Not only was he, by Washington’s reckoning, a usurper who had stolen power at the ballot box, he was also a fugitive from the law. The case for seizing him – one questioned by critics inside and outside the US – had been made.
Analysts have long insisted that Mr Trump’s Venezuela policy had little to do with drugs. Most of the fentanyl driving America’s narcotics epidemic does not originate from Venezuela.
This was always about regime change – an objective championed in some political circles in Washington for more than a decade. Marco Rubio, the US secretary of state, pressed a hawkish Venezuela policy all year, an argument that initially encountered resistance until it was embraced by Stephen Miller, Mr Trump’s deputy chief of staff.
Plenty of rationales were offered. Venezuela undoubtedly served as a South American beachhead for Iran, Russia and especially China, allowing all three to expand their regional influence at Washington’s expense.
Stepping up military action – first through military strikes on vessels suspected of carrying narcotics and the seizure of shadow fleet oil tankers, and later with the operation that captured Mr Maduro – offered a relatively low-cost way of projecting US power.
But the most important motivations may have been domestic rather than foreign. A core constituency in South Florida, a vital Republican stronghold, has long demanded decisive US action against Mr Maduro, who has propped up the Leftist regime in Cuba, from which many Floridians fled.
A robust Venezuela policy has also allowed Mr Trump to look tough on immigration, homeland security and narcotics smuggling – all key issues for his base.
If the Venezuela mission was therefore driven more by domestic than foreign considerations, it will nonetheless have profound consequences across South America, where many fear the return of an era of US military intervention and coup-mongering they hoped had ended with the Cold War.
Friendly and neutral states will feel greater pressure to fall into line. Traditional foes such as Cuba and Nicaragua face a precarious future. If they lose access to subsidised Venezuelan oil, instability may follow.

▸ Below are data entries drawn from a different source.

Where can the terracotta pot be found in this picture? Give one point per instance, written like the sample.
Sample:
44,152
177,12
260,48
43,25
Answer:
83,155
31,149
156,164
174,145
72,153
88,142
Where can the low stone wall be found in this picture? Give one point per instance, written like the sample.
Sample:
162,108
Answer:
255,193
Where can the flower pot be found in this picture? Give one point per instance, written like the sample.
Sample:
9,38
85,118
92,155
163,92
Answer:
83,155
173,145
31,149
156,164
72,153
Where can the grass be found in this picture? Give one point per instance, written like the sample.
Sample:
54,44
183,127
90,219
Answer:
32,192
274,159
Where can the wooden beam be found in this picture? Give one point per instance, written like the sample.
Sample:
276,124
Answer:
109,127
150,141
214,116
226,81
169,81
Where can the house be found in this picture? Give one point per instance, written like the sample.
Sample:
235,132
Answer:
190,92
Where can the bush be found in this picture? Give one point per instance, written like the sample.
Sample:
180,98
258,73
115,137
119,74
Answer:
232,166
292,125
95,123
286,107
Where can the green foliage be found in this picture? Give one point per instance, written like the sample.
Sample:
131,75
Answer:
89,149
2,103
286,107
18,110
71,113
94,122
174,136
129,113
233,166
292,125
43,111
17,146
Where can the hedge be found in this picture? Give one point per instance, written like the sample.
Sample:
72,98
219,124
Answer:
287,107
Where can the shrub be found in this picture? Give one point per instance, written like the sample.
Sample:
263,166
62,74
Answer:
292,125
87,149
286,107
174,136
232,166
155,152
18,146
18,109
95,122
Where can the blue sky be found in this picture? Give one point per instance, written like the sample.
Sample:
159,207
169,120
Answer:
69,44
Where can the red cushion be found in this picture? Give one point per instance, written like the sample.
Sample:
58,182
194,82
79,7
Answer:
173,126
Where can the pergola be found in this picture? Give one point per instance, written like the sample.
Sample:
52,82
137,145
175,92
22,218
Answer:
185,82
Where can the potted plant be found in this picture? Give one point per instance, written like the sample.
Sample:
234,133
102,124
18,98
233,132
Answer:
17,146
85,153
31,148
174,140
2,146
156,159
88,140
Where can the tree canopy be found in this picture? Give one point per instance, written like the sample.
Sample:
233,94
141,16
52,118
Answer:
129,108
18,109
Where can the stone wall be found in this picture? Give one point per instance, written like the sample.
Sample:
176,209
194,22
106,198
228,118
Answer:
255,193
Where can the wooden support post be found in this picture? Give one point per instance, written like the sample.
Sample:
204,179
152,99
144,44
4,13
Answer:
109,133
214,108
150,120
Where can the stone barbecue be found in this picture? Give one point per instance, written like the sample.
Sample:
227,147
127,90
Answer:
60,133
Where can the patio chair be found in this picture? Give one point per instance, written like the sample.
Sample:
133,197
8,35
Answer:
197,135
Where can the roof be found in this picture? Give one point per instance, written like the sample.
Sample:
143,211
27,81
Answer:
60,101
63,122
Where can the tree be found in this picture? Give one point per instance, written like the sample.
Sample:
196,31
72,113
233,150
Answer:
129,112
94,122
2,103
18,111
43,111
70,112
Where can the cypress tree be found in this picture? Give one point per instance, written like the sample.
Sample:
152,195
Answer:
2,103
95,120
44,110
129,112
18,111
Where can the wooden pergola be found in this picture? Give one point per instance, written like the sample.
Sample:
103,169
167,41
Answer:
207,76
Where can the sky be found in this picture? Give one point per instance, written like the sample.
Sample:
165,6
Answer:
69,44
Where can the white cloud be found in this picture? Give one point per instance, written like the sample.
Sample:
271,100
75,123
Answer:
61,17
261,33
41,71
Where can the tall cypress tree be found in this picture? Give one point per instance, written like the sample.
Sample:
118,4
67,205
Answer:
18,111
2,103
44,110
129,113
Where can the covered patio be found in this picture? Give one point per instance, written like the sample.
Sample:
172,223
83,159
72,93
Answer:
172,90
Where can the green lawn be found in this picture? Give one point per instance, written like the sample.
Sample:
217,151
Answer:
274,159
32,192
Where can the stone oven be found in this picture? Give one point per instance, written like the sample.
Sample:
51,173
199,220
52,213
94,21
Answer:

The potential loss of access to Venezuelan energy will also hurt Russia and China. Russian companies hold significant stakes in Venezuela’s economy through joint ventures in the Orinoco Belt oil fields, while China is the country’s largest creditor.
With Mr Trump clearly eyeing the possibility of the US replacing both countries as Venezuela’s principal energy partner in the post-Maduro era, their ambitions in the Americas have suffered setbacks.
But there are upsides, too.
Resentment in South America and anger across the developing world may yet play into Russia’s hands.
Moscow was quick to denounce “an act of armed aggression” and will be keen to portray the US as a threat to the international order, using the operation to justify its own aggression in Ukraine.
Western moral arguments against Putin’s war will certainly be harder to sustain and will be likely to fall on deafer ears in the so-called “Global South”.
For Beijing, the implications are as consequential. The US has now created a fresh precedent for the use of military force by any major power seeking regime change in its neighbourhood.
Officials in Taipei are therefore likely to have viewed this weekend’s events in South America with particular alarm.
Moscow and Beijing will hope they are glimpsing the contours of a new world order: one defined by regional spheres of influence dominated by regional powers.
In their view, the US is gradually abandoning its role as global policeman and retreating behind the walls of a powerful regional fortress. The multipolar era they have long yearned for may, at last, be dawning.